Il poker entra al bar

Al mondo dei bar tutto questo movimento che cosa può portare? Innanzi tutto la possibilità di vendere le carte ricaricabili per il conto gioco online, uno strumento utile, perché consente ai giocatori di controllare la spesa e, soprattutto, di non correre rischi telematici usando la propria carta di credito su internet, senza far circolare propri dati sensibili sul Web. Ogni concessionario ha le sue card ricaricabili, con possibilità di diverse tipologie di contratto per i rivenditori. Ora stanno prendendo piede anche vere e proprie carte di credito di questo tipo, non soltanto conto di gioco ma anche conto Visa, da utilizzare per le normali spese. Gli esercenti qui possono avere possibilità di guadagno attraverso le ricariche. Ci sono poi i cosiddetti totem, postazioni fisse dotate di monitor e di collegamento internet che consentono di giocare online direttamente all'interno del bar. Sui totem però i pareri degli operatori sono contrastanti. Chi ha provato a farne funzionare qualcuno riporta impressioni anche molto diverse.
Roberto Giuliani, amministratore delegato di Modena Giochi che propone poker online attraverso il sito www.youbet.it, ha sensazioni tutto sommato positive: «Abbiamo provato ad attivare qualche postazione online nei bar, riscontrando un buon successo: la gente discute, si confronta, si fa aiutare dal barista nello svolgimento del gioco.
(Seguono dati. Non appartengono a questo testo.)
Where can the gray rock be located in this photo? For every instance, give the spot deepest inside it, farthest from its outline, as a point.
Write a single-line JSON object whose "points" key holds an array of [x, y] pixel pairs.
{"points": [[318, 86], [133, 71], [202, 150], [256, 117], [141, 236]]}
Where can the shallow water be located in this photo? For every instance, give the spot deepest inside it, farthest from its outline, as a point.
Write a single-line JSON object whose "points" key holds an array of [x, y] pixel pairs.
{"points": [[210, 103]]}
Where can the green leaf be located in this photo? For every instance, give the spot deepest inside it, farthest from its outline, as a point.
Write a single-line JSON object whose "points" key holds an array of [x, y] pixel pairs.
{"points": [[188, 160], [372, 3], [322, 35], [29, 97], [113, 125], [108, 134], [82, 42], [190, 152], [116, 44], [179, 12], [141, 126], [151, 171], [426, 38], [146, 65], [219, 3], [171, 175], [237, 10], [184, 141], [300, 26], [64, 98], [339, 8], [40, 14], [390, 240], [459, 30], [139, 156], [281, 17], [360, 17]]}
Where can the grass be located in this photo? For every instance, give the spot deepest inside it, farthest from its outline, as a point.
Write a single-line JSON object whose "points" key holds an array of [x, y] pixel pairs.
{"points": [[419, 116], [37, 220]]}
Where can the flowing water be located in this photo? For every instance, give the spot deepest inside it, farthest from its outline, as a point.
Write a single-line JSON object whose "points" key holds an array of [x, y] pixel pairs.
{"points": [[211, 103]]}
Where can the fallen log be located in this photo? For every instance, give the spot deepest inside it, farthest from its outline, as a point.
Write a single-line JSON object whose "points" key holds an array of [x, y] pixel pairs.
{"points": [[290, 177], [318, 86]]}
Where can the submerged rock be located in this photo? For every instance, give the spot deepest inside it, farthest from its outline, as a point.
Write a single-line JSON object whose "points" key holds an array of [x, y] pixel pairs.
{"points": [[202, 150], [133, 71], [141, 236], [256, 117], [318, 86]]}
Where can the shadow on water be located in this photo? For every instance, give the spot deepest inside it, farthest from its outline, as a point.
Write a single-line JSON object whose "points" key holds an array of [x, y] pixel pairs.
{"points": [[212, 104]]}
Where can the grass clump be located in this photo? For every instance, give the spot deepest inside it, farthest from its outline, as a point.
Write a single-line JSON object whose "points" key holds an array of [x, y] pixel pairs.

Ci sono molti giocatori che, contrariamente a quanto si potrebbe pensare, preferiscono giocare al poker online al bar piuttosto che a casa, proprio perché hanno bisogno di aiuto per muoversi sull'applicativo online e anche per scegliere le giocate».

Non solo totem

Più critico Gianluca Ballocci, direttore Internet & trade marketing di Lottomatica: «Abbiamo fatto un esperimento nei nostri punti vendita autorizzati, ma la sensazione è che una postazione possa restare occupata anche per un'ora o due da una sola persona, con francamente pochi vantaggi per il gestore di un locale pubblico.
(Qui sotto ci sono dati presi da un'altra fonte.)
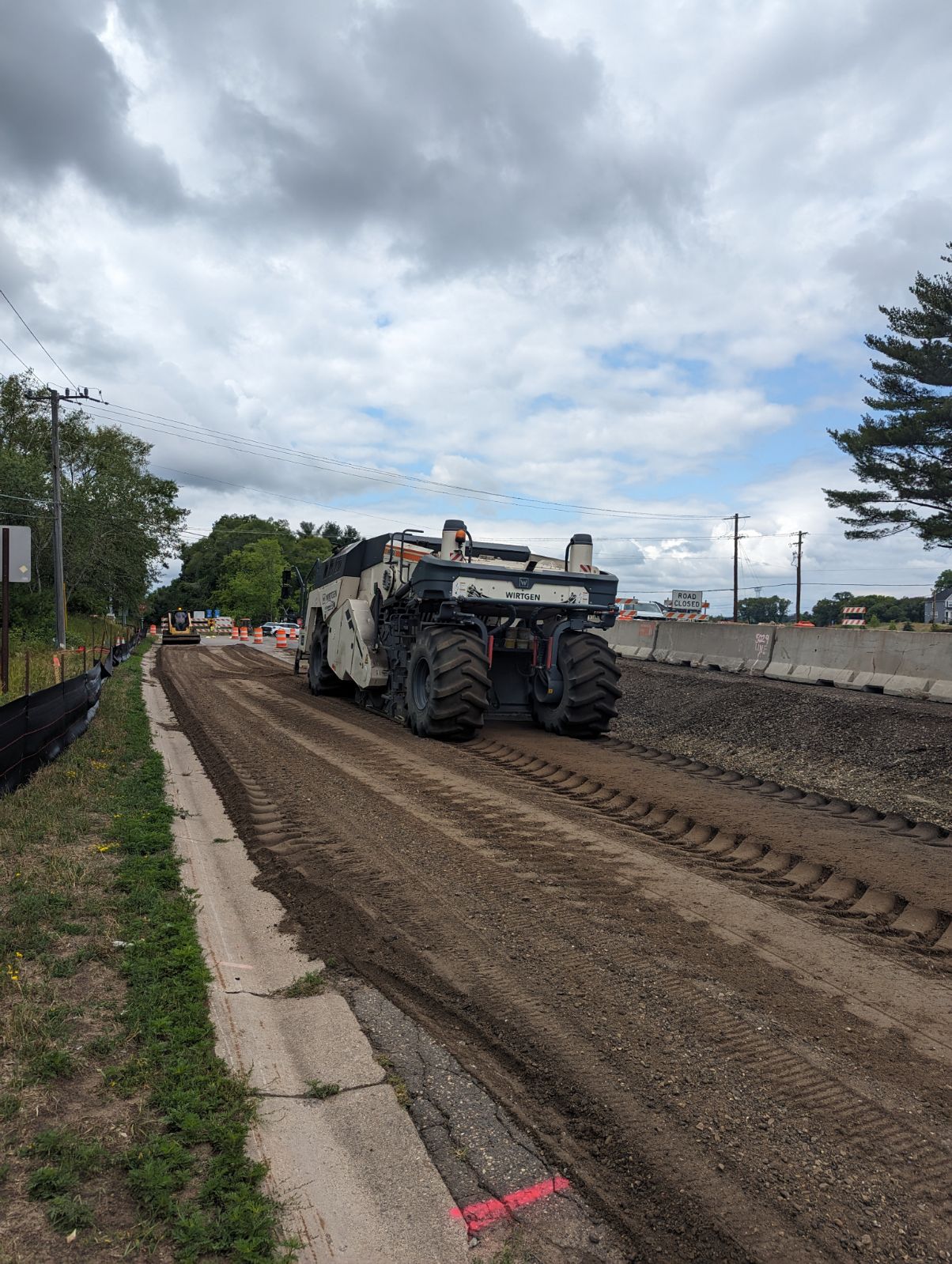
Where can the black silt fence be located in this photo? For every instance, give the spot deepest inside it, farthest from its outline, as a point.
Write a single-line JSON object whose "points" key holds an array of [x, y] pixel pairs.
{"points": [[38, 727]]}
Credo che il totem sia uno strumento più efficace per il gioco immediato, come le scommesse per esempio, ma non con il poker online. E adesso che per il poker si apre la strada di nuove possibilità di gioco, prima di formulare una proposta specifica per i bar e i locali pubblici aspettiamo di vedere le norme tecniche, che quasi sicuramente non saranno emanate prima della fine del 2009».